8. Incident Response

8.1 Detection

  • Continuous monitoring of:
    • abnormal authorization patterns
    • repeated denials
    • failed evidence submissions
    • anchoring failures

8.2 Response

  • Immediate revocation/quarantine of affected subjects
  • Forced key rotation when required
  • Policy lockdown for impacted tenants
  • Forensic analysis using anchored evidence

8.3 Communication

  • Customers notified according to contractual SLAs
  • Incident details shared on a need-to-know basis
  • Root cause analysis provided for verified incidents

9. Vulnerability Reporting (Controlled Disclosure)

Q-Trust Plane does not operate a public bug bounty program.

Security vulnerabilities must be reported through private, authenticated channels.

Reporting process:

  • Contact provided to enterprise customers contractually
  • Reports must include:
    • description of the issue
    • reproduction steps
    • potential impact
  • Do not publicly disclose vulnerabilities without explicit authorization

Unauthorized disclosure may result in legal action.

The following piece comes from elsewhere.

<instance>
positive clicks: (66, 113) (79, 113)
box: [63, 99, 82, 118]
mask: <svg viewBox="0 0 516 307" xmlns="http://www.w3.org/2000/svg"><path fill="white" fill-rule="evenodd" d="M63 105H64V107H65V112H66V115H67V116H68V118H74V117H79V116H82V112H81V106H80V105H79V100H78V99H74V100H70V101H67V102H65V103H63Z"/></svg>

10. Compliance & Assurance

Depending on deployment and contract:

  • Internal security audits
  • Third-party audits (upon agreement)
  • Cryptographic design reviews
  • Penetration testing (controlled scope)

11. Customer Responsibilities

Customers are responsible for:

  • correct policy configuration
  • proper approval group management
  • secure CI/CD practices
  • safeguarding their identity providers
  • secure operation of their target systems

Q-Trust Plane enforces governance but does not replace operational discipline.


12. Security Contact

Security communications are handled privately and contractually.


Security is not openness.
Security is controlled verification.